The `append_file` method allows you to efficiently add content to existing files:

```python
from omni_storage.factory import get_storage

storage = get_storage()

# Append text to a file
storage.append_file("Line 1\n", "log.txt")
storage.append_file("Line 2\n", "log.txt")

# Append binary data
binary_data = b"\x00\x01\x02\x03"
storage.append_file(binary_data, "data.bin")

# Append from file-like objects
from io import StringIO, BytesIO

text_buffer = StringIO("Buffered text content\n")
storage.append_file(text_buffer, "output.txt")

bytes_buffer = BytesIO(b"Binary buffer content")
storage.append_file(bytes_buffer, "binary_output.bin")

# Streaming large CSV data 
import csv
from io import StringIO

# Simulate streaming data from a database
for batch in fetch_large_dataset():
    csv_buffer = StringIO()
    writer = csv.writer(csv_buffer)
    writer.writerows(batch)
    
    # Append CSV data efficiently
    csv_buffer.seek(0)
    storage.append_file(csv_buffer, "large_dataset.csv")
```

**Cloud Storage Optimization**: For S3 and GCS, append operations intelligently choose between:
- **Single-file strategy**: For small files, downloads existing content, appends new data, and re-uploads
- **Multi-part strategy**: For large files (>100MB by default), creates separate part files and a manifest for efficient streaming

The multi-part pattern is transparent to users - when you read a file, it automatically handles both single files and multi-part files seamlessly.
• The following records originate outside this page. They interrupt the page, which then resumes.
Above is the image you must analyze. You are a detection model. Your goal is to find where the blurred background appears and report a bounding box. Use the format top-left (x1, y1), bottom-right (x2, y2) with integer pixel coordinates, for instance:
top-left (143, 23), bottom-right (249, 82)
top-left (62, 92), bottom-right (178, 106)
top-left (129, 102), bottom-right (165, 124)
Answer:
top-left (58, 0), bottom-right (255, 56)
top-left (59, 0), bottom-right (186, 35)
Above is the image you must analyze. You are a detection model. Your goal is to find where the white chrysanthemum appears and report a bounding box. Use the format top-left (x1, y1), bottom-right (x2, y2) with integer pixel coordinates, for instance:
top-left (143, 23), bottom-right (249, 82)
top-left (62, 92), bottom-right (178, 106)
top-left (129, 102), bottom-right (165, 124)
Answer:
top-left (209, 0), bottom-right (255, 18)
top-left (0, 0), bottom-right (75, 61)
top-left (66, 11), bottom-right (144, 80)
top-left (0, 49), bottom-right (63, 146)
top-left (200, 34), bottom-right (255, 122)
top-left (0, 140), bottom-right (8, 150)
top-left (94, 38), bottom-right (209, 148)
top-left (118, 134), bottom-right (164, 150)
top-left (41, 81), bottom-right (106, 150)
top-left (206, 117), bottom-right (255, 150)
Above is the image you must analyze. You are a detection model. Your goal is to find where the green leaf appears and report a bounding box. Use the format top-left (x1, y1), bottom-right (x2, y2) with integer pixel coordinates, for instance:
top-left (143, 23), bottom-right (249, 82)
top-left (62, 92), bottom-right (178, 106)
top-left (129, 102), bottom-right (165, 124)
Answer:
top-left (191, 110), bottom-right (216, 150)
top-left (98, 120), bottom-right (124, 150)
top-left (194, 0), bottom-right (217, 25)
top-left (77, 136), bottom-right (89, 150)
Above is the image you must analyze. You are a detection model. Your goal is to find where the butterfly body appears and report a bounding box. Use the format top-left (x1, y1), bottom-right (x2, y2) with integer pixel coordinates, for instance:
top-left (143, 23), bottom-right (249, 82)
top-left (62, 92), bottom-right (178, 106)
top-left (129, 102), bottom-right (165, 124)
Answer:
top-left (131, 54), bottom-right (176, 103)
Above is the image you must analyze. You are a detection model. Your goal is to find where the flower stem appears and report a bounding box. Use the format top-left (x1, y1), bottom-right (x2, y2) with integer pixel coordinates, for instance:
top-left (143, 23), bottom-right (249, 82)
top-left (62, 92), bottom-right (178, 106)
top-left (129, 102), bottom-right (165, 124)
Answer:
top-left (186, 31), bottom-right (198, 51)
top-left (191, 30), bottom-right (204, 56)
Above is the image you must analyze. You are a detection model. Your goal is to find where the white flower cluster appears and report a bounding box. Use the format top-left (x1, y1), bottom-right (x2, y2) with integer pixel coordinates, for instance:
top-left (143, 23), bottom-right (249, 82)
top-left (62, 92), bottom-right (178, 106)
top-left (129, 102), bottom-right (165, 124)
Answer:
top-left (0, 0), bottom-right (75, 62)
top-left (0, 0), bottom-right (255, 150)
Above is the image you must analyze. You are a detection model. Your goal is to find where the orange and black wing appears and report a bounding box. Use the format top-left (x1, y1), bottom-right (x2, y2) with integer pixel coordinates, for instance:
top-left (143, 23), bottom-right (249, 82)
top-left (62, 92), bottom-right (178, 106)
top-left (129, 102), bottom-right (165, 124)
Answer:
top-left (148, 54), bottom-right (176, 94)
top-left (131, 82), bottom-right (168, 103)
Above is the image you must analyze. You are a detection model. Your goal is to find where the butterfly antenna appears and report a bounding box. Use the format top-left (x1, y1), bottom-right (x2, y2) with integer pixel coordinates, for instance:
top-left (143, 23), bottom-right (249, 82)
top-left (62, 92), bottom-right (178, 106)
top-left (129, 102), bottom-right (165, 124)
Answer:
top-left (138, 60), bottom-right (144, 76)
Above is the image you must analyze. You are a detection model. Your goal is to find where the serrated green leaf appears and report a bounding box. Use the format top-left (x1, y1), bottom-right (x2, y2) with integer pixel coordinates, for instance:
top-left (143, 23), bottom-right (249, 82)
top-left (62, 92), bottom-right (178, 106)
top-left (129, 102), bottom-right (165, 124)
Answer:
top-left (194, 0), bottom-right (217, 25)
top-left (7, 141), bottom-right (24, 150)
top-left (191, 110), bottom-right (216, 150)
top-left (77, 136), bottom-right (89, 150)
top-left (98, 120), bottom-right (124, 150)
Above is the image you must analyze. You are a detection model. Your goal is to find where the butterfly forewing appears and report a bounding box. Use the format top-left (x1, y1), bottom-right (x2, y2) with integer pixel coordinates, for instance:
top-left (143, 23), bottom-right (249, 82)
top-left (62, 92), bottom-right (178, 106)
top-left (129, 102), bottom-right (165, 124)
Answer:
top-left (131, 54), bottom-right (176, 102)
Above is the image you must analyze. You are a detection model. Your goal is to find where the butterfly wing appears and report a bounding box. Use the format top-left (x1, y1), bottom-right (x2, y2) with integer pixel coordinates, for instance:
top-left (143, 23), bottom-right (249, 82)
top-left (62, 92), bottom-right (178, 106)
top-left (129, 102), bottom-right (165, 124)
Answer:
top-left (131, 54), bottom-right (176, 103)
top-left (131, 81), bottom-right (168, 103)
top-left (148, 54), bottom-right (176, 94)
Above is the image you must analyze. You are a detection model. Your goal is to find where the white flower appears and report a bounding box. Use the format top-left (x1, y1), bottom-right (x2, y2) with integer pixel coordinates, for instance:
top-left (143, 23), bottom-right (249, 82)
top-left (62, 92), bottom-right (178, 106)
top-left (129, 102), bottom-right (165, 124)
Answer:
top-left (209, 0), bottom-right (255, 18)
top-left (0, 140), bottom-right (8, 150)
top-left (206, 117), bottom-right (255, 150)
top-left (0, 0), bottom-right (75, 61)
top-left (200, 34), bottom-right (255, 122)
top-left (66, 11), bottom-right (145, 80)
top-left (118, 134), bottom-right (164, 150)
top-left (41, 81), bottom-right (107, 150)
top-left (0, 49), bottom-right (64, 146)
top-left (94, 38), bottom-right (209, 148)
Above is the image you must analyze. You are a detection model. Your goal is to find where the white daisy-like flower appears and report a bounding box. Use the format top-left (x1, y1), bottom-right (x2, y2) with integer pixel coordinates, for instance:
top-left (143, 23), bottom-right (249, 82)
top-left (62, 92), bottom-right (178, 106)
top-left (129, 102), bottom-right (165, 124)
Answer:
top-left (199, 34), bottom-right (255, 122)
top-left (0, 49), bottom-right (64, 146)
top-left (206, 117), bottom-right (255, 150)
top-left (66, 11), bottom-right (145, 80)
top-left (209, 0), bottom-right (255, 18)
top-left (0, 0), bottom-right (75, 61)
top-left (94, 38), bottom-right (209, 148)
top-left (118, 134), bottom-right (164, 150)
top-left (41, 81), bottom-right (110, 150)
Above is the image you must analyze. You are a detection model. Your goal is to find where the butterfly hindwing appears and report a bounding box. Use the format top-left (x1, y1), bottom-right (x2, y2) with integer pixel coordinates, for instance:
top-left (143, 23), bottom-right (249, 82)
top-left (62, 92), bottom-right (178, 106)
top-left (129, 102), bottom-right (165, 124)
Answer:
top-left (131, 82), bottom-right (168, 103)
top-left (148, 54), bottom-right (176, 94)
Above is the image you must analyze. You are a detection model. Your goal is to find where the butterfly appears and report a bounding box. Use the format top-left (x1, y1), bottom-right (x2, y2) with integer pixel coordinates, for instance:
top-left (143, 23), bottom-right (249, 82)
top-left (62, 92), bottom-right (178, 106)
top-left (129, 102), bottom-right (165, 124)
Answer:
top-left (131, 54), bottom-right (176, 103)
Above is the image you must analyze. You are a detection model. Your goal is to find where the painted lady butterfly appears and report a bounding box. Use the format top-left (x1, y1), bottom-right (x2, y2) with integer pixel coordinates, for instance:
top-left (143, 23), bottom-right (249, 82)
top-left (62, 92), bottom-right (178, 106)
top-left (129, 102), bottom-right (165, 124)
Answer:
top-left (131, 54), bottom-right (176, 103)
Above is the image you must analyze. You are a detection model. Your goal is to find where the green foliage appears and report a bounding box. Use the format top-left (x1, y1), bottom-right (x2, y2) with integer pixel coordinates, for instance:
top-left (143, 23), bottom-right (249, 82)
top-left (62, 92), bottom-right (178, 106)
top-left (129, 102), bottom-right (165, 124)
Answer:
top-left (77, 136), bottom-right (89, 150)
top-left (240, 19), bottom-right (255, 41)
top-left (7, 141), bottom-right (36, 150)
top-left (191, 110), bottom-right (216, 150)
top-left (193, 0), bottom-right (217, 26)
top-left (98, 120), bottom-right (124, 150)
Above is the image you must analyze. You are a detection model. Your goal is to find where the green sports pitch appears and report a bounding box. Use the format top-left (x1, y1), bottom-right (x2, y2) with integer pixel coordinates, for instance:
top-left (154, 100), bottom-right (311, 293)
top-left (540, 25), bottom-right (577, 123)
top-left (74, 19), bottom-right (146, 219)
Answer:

### Provider-Specific Examples

```python
# Force specific storage backend
s3_storage = get_storage(storage_type="s3")      # Requires AWS_S3_BUCKET
gcs_storage = get_storage(storage_type="gcs")     # Requires GCS_BUCKET
local_storage = get_storage(storage_type="local") # Uses DATADIR or ./data

# URLs differ by provider:
# - S3: https://bucket-name.s3.region.amazonaws.com/path/to/file
# - GCS: https://storage.googleapis.com/bucket-name/path/to/file
# - Local: file:///absolute/path/to/file
```

---

## API

### Abstract Base Class: `Storage`

- `save_file(file_data: Union[bytes, BinaryIO], destination_path: str) -> str`
    - Save file data to storage.
- `read_file(file_path: str) -> bytes`
    - Read file data from storage.
- `get_file_url(file_path: str) -> str`
    - Get a URL or path to access the file.
- `upload_file(local_path: str, destination_path: str) -> str`
    - Upload a file from a local path to storage.
- `exists(file_path: str) -> bool`
    - Check if a file exists in storage.
- `append_file(content: Union[str, bytes, BinaryIO], filename: str, create_if_not_exists: bool = True, strategy: Literal["auto", "single", "multipart"] = "auto", part_size_mb: int = 100) -> AppendResult`
    - Append content to an existing file or create a new one.
    - Returns `AppendResult` with: `path`, `bytes_written`, `strategy_used`, and `parts_count`.

### Implementations

- `S3Storage(bucket_name: str, region_name: str | None = None)`
    - Stores files in an Amazon S3 bucket.
- `GCSStorage(bucket_name: str)`
    - Stores files in a Google Cloud Storage bucket.
- `LocalStorage(base_dir: str)`
    - Stores files on the local filesystem.

### Factory

- `get_storage(storage_type: Optional[Literal["s3", "gcs", "local"]] = None) -> Storage`
    - Returns a storage instance. If `storage_type` is provided (e.g., "s3", "gcs", "local"),
      it determines the backend. Otherwise, the choice is based on environment variables.

---

## License

This project is licensed under the [MIT License](LICENSE).

---

## Contributing

Contributions are welcome! Please open issues and pull requests for bug fixes or new features.

---

## Acknowledgements

- Inspired by the need for flexible, pluggable storage solutions in modern Python applications.